MEXICO CITY — An order of Roman Catholic priests in Mexico has produced a video urging relatives of drug cartel victims to adopt a Christ-like forgiveness by pardoning even the killers, hitting a sensitive nerve in a country that has suffered an estimated 70,000 estimated drug gang killings or more.

The 10-minute video entitled “Brother Narco,” presented this week, tells the story of Miri, a 13-year-old girl who cowers in her bedroom as a gunman and his gang kill her parents one night. The killer in a black cowboy hat later bursts with his henchmen into the church where her parents’ funeral is being held. The gunmen carry a funeral wreath for the couple, and the killer lays a hand on the coffin, and then turns to leave.

Miri walks up to him in the church and hugs him.

“My uncles and aunts told me …. that when I grow up, I have to do the same thing to your children,” Miri says to him, speaking of revenge. Instead, she decides to forgive him, reasoning, “Maybe somebody did the same thing to your parents, or maybe they never hugged you.”

The killer is shown returning the embrace, but it is unclear what he does next.

The scriptwriter of the short film, Pauline Father Omar Sotelo, said he won’t reveal if the killer ever repents of his crime. Sotelo says his group is already in pre-production for the second of a planned 12 short features, filmed in high-definition video, which will be distributed on the Internet and on social networks.

Sotelo acknowledged that such a scene might be improbable in real life, but insisted that “as mystical and utopic as it may seem, this project comes out of real-life stories.”

He told of one woman he met who decided to forgive her sons’ killer.

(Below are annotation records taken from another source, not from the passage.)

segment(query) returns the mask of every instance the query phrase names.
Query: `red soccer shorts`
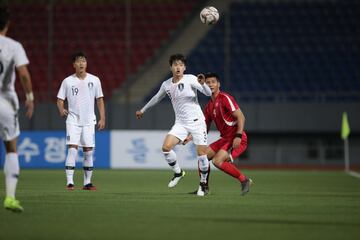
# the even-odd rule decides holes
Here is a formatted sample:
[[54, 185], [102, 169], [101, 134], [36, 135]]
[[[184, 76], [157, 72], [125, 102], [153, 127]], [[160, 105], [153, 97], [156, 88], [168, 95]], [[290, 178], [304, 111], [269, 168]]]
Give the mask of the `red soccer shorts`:
[[[233, 140], [234, 138], [220, 138], [216, 142], [210, 144], [209, 147], [216, 153], [221, 149], [228, 151], [232, 147]], [[231, 156], [233, 158], [239, 157], [243, 152], [245, 152], [246, 148], [247, 148], [247, 136], [246, 133], [243, 133], [240, 146], [231, 151]]]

“She said “I don’t want to see anyone else’s children killed. That is why I pardoned my son’s killer’,” Sotelo recalled.

Anti-crime crusader Isabel Miranda de Wallace had a different view: “I don’t think people can forgive if they don’t even know what happened to the victims, if justice hasn’t been done.”

Miranda de Wallace led a decade-long fight to bring to justice the gang that kidnapped and killed her son. But they haven’t been sentenced yet, and they delayed so long in telling where they left her son’s body that the lot was built over by the time authorities could search it.

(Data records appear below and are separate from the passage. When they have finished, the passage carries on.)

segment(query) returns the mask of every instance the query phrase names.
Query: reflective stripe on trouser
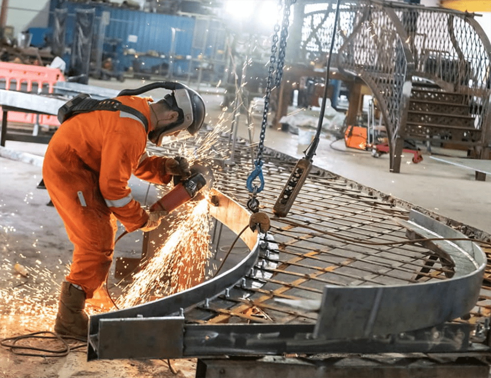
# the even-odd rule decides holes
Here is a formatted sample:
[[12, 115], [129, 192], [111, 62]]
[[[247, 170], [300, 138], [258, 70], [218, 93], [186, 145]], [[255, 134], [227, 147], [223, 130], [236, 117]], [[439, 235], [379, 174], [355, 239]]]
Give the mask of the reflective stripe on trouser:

She said even getting answers is hard in a country where drug gangs have routinely dissolved the bodies of their victims in chemicals or dumped them in unmarked mass graves.

“There are a lot of people who cannot even mourn, because we haven’t found the bodies of our relatives, “ she said, “so how are you going to go through the process of loss and reach forgiveness if you can’t even get justice?”

To some extent, it is surprising how much tolerance victims’ relatives have shown. In 2011, when victims banded together to form the Movement for Peace and Justice With Dignity, the relatives of dead drug gang suspects and the relatives of drug gang victims often marched and rallied side by side, to demand answers about their loved ones’ fates.

Sotelo hardly thinks his production is the last word on the debate. But in a nation where tens of thousands of young men have been recruited to drug gangs, he said forgiveness is something the nation is going to have to deal with. The only other alternative would be to arrest or kill all of the gunmen, and — apart from humanitarian concerns — Mexican authorities haven’t proven very capable at doing either.

“By attacking the criminals with guns, what we have done is taken violence and produced more violence,” he said.

“What we have found is that these criminals have undergone a process of dehumanization,” Sotelo said. “What we need to do is to reverse that process of dehumanization. How you re-humanize someone, is, well, by treating them as what they are, a human being.”

Miranda de Wallace, too, acknowledged Mexico will one day face the task, but in a country where an estimated 98 percent of crimes go unprosecuted, said that day has not yet arrived.

“Without doubt, we will have to reach forgiveness,” she said, “but I don’t think we are at that stage yet in the national process.”